AJ1-11095 is notable for being the first JAK2 inhibitor in clinical development that targets the type II conformation of the JAK2 kinase, unlike all currently approved JAK2 inhibitors, which bind the type I conformation. The therapy is now being studied in an ongoing Phase 1 clinical trial involving patients with myelofibrosis who have previously been treated with a type I JAK2 inhibitor but did not respond or eventually lost their response (NCT06343805).

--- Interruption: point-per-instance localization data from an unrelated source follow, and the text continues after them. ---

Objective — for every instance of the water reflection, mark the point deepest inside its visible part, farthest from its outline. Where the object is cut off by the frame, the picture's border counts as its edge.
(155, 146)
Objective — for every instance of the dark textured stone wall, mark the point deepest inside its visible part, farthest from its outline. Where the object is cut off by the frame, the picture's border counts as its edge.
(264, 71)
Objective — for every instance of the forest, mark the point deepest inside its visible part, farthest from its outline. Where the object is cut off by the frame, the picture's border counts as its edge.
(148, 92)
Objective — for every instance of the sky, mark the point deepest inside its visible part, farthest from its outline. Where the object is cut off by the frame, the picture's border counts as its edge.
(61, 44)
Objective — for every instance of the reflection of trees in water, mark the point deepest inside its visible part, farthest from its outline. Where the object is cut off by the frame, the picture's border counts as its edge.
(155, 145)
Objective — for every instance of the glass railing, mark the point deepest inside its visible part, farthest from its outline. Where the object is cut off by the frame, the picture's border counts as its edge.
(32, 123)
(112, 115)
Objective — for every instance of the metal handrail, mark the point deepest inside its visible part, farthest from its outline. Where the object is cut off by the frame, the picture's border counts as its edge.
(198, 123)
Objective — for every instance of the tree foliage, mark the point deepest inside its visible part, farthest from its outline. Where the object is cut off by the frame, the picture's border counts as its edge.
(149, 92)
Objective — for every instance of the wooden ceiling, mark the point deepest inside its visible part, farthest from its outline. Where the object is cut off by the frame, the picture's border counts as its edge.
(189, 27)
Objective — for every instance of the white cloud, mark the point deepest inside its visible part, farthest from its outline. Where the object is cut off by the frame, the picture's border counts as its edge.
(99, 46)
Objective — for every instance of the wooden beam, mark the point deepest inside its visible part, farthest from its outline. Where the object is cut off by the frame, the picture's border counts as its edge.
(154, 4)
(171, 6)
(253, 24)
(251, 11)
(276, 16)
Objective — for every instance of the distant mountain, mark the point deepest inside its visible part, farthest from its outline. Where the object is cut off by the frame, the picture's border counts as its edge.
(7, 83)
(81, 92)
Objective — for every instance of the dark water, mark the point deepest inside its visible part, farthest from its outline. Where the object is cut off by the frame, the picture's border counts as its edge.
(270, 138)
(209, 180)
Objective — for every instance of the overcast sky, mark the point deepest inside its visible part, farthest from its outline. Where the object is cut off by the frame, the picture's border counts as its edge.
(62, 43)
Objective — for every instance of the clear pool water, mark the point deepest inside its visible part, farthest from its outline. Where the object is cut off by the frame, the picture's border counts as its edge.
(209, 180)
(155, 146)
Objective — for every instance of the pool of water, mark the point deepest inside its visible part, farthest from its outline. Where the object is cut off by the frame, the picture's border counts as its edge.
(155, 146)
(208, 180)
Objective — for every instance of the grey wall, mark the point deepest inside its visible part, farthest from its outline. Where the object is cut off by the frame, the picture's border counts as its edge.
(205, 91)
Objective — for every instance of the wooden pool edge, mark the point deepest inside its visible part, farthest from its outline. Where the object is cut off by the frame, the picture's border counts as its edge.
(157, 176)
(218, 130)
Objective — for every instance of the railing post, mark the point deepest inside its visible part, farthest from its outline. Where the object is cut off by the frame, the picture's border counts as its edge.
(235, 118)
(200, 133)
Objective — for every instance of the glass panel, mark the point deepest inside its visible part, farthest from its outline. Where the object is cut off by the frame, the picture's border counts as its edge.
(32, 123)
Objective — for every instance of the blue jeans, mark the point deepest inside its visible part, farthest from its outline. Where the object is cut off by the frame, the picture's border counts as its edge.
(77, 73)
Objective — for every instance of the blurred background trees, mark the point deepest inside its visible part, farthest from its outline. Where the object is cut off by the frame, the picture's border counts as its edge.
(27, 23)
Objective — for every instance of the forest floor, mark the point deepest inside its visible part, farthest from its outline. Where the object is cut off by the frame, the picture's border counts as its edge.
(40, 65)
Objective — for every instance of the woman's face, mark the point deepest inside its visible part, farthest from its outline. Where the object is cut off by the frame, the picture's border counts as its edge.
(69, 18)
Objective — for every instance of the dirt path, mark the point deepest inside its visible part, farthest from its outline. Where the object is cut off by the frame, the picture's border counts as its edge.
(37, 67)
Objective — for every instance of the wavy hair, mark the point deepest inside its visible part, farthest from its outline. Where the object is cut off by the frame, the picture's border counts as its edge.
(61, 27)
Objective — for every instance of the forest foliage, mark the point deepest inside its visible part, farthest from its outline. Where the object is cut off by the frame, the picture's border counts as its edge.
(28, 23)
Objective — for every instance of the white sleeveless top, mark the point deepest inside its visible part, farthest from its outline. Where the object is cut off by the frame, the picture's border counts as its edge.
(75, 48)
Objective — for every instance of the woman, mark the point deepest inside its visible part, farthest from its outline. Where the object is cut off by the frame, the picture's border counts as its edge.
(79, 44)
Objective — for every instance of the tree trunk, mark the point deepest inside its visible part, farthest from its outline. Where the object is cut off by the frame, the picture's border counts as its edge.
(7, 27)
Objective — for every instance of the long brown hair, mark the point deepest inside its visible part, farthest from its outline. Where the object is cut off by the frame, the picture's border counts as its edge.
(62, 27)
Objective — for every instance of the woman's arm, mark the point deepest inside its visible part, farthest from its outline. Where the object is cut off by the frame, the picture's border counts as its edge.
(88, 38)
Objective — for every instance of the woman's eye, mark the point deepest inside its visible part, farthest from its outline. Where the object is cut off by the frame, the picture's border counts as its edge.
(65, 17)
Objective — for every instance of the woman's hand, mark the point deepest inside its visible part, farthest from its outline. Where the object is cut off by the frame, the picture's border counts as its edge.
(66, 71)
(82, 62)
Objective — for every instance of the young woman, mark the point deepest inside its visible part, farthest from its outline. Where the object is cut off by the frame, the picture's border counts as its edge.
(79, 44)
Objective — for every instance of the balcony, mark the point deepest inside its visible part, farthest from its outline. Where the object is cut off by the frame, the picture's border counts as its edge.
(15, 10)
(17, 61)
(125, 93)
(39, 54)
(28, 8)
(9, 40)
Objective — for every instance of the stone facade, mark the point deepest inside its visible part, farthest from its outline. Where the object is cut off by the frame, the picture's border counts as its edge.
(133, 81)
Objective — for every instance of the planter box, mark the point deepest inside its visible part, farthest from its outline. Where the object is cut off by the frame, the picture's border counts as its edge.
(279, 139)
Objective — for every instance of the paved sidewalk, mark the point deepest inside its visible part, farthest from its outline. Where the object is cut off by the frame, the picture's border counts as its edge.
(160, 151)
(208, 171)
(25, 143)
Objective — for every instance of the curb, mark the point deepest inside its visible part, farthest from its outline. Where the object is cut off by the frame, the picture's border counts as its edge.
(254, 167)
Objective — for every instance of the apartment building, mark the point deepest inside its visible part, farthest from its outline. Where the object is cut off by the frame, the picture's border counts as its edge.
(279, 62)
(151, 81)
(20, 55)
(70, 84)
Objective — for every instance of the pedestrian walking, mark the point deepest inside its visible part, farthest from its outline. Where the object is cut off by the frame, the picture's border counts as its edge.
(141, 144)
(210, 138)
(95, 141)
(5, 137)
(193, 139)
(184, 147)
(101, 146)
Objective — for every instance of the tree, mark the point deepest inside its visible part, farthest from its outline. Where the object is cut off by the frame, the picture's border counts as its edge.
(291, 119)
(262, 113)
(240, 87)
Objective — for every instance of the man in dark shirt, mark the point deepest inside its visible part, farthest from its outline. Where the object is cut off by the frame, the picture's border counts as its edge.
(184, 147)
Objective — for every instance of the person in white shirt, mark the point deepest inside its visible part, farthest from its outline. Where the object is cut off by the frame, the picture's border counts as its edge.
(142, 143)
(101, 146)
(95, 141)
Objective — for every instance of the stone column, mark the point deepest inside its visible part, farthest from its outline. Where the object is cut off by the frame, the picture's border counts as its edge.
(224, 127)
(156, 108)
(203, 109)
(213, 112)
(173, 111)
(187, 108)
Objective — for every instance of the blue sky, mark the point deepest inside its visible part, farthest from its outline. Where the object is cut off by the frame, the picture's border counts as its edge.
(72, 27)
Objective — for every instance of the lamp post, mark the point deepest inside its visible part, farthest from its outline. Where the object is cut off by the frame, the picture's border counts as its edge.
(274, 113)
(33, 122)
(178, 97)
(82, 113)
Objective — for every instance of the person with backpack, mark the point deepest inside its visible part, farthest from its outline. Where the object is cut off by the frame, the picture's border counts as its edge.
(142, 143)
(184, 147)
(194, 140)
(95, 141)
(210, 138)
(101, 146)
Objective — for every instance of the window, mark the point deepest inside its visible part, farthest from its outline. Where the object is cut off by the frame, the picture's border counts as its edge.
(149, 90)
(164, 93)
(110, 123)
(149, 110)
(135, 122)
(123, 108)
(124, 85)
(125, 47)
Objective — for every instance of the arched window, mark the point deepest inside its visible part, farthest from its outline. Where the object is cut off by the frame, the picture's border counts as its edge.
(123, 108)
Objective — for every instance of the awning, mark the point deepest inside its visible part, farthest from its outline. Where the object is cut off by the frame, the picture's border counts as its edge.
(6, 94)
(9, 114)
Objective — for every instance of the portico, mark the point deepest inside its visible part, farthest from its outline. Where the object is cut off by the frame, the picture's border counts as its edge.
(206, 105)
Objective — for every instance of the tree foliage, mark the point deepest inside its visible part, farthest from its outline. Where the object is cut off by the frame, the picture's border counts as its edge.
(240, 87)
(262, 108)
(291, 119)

David Steensma, MD, FACP, Chief Medical Officer at Ajax Therapeutics, said that receiving Orphan Drug Designation marks a significant step in the clinical progress of AJ1-11095. He emphasized that this designation highlights the urgent need for new, effective treatment approaches for people living with myelofibrosis. He added that the recognition supports Ajax’s ongoing work to advance AJ1-11095 as a potential option for patients who require better treatment outcomes or who have not benefited from currently available therapies.